Heute verläuft die häufig überlastete Zweite Ringstraße in der Nähe der ehemaligen Stadtmauer von Peking. Viele Kreuzungen tragen die Namen der alten Stadttore. (Stefen Chow)Der Rest ihres Lebens hat eine tragische Ausstrahlung. Lin Huiyin, der immer gebrechlich gewesen war, erlag 1955 einem langen Kampf gegen Tuberkulose, und Liang wurde trotz seines internationalen Ansehens 1966 von der antiintellektuellen Manie der Kulturrevolution gefangen genommen. Der rasende Angriff auf die chinesische Tradition bedeutete, dass Liang gezwungen war, ein schwarzes Plakat um den Hals zu tragen, das ihn zur "reaktionären akademischen Autorität" erklärte.

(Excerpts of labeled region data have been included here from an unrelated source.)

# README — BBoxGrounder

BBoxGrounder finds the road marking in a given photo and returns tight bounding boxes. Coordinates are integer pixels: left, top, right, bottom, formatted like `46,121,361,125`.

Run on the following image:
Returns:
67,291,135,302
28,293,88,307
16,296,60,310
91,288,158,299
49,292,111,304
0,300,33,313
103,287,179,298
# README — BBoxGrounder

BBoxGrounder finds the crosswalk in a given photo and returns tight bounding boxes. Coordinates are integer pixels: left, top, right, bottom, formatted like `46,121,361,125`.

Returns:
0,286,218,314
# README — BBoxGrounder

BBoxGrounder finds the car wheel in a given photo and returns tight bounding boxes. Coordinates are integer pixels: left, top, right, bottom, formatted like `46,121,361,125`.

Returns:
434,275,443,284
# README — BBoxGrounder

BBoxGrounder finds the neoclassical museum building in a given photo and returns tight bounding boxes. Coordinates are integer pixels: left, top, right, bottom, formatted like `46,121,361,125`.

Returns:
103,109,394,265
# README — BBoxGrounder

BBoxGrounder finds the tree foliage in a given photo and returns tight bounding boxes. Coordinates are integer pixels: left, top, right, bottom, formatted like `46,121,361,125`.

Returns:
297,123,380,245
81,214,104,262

Von den Roten Garden geschlagen und verspottet, seiner Ehre und Position beraubt, starb Liang gebrochen in einem einzigen Leben. Zimmer Mansarde im Jahr 1972, überzeugt, dass er und seine Frau das Lebenswerk verschwendet worden war. Wie durch ein Wunder hat er sich geirrt, dank der dramatischen Kehrtwende in der modernen Geschichte Chinas. Nach dem Tod von Mao im Jahr 1976 gehörte Liang Sicheng zu den ersten verfolgten Intellektuellen, die rehabilitiert wurden. Lin Huiyins Gedichte wurden erneut veröffentlicht, und Liangs Porträt erschien 1992 sogar auf einer Briefmarke. In den 1980er-Jahren gelang es Fairbank, die Zeichnungen und Fotografien des Paares aus den 1930er-Jahren aufzuspüren und mit einem Manuskript zu vereinen, an dem Liang gearbeitet hatte während des Zweiten Weltkriegs. Der postume Band An Illustrated History of Chinese Architecture wurde zu einem dauerhaften Beweis für die Arbeit des Paares.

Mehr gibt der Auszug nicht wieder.